Ainsi la question n’est peut-être pas tant de savoir si le président Emmanuel Macron a évolué dans ses opinions mais celle de savoir quand il jugera le plus utile d’agir. En n’oubliant pas, en même temps, les termes de son discours d’une heure prononcé le 9 avril au Collège des Bernardins lors d’une soirée organisée par la Conférence des évêques de France.

«Sur la bioéthique, on nous soupçonne de jouer parfois un agenda caché. De connaître d’avance les résultats d’un débat qui ouvrira de nouvelles possibilités dans la procréation assistée, ouvrant la porte à des pratiques qui irrésistiblement s’imposeront ensuite, comme la gestation pour autrui. Et certains se disent que l’introduction dans ces débats de représentants de l’Église catholique, comme de l’ensemble des représentants des cultes, comme je m’y suis engagé dès le début de mon mandat est un leurre, destiné à diluer la parole de l’Église ou à la prendre en otage. […]

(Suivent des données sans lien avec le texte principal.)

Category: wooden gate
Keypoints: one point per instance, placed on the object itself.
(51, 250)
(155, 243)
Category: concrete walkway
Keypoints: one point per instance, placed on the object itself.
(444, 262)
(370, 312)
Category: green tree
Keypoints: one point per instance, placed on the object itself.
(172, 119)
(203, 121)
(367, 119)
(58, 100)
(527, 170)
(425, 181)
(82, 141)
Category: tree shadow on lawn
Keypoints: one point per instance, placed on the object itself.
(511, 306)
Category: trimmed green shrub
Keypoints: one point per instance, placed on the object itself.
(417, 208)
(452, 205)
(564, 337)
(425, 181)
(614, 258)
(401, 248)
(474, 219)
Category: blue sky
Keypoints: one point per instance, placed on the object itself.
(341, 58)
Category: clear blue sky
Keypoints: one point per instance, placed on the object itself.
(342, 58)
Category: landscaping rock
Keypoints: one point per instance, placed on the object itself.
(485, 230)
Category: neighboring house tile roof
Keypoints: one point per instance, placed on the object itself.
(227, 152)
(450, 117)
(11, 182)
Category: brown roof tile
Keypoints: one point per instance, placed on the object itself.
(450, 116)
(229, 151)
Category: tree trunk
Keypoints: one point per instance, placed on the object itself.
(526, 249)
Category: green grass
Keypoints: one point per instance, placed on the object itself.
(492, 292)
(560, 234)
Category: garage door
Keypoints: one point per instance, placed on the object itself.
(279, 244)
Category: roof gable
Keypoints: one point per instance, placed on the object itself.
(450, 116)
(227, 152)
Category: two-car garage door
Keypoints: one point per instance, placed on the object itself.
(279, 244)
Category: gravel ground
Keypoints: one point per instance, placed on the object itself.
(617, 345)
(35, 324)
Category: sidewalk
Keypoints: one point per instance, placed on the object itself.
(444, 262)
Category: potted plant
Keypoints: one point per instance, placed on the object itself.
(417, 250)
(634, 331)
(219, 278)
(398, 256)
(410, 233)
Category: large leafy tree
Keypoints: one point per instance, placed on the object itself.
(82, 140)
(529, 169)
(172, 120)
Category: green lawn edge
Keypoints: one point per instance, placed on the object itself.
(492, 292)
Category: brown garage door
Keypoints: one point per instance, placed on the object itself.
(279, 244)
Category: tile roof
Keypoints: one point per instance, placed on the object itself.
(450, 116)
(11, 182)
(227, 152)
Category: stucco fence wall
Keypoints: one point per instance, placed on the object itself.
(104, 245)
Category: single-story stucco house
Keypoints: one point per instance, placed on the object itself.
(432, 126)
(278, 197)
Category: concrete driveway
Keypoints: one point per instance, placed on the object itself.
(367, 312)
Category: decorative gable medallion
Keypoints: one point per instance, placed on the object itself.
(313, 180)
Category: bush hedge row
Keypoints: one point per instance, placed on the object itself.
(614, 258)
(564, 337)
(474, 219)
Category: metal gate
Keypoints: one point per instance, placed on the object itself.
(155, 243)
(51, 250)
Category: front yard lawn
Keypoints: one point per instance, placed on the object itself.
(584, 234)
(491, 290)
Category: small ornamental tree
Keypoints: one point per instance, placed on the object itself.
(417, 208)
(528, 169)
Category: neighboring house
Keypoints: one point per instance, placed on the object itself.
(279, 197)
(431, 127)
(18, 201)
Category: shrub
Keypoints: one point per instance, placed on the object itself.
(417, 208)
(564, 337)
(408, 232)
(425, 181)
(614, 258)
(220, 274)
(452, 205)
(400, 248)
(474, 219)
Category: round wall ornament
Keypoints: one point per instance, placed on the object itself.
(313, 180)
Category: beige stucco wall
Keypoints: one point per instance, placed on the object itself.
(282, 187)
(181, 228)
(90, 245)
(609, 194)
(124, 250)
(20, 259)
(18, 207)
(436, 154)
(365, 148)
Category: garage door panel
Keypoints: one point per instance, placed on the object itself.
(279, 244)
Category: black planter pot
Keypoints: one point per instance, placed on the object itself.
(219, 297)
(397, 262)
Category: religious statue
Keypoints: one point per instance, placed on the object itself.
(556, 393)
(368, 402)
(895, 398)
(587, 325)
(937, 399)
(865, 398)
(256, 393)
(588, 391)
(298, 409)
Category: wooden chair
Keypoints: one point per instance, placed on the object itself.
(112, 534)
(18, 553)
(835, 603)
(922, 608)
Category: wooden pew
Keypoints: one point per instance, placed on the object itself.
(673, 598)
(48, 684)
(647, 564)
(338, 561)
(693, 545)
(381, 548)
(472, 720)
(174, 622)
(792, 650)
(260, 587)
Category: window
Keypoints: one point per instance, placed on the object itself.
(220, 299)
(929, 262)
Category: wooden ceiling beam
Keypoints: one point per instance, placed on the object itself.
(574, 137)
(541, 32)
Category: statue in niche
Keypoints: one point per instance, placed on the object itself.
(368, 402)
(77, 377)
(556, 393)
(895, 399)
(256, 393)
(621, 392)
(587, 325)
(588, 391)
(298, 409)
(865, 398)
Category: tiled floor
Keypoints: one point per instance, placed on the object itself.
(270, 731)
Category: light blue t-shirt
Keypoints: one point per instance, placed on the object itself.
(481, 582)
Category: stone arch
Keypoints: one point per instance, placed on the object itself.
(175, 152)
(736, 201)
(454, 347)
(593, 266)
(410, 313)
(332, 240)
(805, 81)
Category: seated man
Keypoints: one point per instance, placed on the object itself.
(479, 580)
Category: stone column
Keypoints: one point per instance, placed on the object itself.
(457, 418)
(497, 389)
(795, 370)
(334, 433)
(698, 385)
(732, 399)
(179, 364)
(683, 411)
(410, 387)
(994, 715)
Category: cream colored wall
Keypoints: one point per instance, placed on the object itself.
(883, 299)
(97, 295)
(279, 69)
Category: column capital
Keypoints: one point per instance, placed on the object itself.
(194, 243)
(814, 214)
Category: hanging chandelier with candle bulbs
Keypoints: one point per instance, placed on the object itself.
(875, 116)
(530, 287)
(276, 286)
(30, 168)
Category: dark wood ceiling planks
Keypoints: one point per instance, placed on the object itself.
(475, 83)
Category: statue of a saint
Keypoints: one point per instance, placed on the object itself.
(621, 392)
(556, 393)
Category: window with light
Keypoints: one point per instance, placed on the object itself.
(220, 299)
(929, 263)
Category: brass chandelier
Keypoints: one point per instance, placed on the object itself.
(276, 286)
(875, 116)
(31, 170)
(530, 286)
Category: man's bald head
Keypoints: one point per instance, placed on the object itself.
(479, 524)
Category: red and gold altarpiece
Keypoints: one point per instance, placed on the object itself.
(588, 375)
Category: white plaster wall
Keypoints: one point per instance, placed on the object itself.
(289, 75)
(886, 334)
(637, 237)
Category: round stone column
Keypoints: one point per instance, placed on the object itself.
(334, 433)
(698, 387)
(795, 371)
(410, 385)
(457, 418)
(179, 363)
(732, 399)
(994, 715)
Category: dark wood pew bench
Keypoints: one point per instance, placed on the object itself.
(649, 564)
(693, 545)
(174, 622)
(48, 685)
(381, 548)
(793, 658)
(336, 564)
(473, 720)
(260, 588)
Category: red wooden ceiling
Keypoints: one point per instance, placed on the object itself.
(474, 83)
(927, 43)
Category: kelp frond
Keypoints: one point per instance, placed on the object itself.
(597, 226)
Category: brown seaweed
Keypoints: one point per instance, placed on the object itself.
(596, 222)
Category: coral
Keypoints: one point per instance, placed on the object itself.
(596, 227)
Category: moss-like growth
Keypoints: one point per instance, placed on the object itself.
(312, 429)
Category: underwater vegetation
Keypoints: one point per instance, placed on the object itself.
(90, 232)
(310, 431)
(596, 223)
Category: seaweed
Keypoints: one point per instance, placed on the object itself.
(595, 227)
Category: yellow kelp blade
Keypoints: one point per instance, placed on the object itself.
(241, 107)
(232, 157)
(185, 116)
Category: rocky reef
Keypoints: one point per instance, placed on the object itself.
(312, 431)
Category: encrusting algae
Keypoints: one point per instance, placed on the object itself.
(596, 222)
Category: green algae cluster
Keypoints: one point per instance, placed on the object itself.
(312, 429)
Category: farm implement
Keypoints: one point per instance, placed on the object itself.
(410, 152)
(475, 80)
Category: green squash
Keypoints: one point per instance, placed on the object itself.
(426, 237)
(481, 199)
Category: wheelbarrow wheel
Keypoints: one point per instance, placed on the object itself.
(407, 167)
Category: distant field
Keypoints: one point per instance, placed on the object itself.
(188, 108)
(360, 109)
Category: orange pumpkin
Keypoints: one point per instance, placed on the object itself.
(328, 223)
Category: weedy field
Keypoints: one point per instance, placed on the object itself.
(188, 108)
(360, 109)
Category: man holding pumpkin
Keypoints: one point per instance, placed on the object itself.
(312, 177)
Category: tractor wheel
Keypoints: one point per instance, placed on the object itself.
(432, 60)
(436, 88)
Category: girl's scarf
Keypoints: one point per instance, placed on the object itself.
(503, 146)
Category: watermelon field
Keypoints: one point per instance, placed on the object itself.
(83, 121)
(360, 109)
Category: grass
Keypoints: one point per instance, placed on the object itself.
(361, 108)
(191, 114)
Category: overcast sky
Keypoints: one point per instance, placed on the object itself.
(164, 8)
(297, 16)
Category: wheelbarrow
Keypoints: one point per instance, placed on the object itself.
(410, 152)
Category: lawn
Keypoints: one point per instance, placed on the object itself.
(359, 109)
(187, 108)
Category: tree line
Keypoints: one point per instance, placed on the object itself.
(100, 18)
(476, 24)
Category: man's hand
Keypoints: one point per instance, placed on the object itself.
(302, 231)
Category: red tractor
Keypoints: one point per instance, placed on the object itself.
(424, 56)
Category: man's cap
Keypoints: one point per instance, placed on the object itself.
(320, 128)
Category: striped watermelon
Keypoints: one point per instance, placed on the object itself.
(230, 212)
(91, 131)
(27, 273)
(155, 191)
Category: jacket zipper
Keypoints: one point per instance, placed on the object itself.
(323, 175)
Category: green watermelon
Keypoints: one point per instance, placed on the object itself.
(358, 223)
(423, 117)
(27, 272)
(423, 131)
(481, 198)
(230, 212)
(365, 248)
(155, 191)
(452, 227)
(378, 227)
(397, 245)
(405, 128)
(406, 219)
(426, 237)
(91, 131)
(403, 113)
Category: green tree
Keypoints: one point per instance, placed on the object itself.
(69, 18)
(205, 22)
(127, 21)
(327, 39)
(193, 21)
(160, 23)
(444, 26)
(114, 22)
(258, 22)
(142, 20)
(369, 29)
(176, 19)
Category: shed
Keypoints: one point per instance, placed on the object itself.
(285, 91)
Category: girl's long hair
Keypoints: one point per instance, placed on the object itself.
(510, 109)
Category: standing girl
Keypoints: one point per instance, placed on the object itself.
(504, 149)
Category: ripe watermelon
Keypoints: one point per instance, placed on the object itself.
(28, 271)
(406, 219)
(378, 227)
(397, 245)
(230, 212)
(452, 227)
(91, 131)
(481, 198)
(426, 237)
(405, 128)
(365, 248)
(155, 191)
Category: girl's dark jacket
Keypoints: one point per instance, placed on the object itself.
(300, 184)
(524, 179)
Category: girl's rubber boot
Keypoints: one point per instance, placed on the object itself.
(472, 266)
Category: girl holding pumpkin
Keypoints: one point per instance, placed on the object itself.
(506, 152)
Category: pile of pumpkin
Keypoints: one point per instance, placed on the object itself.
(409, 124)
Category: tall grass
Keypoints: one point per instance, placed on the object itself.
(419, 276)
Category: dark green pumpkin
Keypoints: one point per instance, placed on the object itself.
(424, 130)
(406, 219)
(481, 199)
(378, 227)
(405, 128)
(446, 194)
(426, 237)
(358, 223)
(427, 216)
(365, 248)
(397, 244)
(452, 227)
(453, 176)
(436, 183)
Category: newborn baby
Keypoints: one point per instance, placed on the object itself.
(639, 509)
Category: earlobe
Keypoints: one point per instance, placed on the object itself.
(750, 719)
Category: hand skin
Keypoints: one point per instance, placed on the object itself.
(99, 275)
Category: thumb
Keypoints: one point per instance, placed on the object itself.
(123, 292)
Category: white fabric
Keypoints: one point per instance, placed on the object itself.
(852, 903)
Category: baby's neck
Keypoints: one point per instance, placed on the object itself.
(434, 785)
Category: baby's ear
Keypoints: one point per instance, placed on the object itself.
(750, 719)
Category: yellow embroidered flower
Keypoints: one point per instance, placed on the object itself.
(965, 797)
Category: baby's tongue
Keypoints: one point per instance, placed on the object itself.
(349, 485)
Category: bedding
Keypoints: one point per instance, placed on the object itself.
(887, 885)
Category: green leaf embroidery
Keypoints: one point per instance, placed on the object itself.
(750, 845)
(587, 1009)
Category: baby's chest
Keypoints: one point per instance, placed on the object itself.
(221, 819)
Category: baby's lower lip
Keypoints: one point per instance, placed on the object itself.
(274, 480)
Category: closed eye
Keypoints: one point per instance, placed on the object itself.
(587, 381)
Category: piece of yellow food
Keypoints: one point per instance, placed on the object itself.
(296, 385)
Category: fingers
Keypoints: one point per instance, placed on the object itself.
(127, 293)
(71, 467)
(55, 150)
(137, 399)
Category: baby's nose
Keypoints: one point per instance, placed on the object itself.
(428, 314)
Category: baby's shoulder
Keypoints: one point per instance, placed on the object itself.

C'est parce que je suis convaincu que nous ne sommes pas là face à un problème simple qui pourrait se trancher par une loi seule, mais que nous sommes parfois face à des débats moraux, éthiques, profonds qui touchent au plus intime de chacun d'entre nous. J'entends l’Église lorsqu'elle se montre rigoureuse sur les fondations humaines de toute évolution technique; j'entends votre voix lorsqu'elle nous invite à ne rien réduire à cet agir technique dont vous avez parfaitement montré les limites; j'entends la place essentielle que vous donnez dans notre société, à la famille –aux familles, oserais-je dire–, j'entends aussi ce souci de savoir conjuguer la filiation avec les projets que des parents peuvent avoir pour leurs enfants.»

Où l'on arrive aux limites de l'exercice présidentiel: comment entendre, ne pas se contredire et, in fine, trancher sans «heurter les consciences»?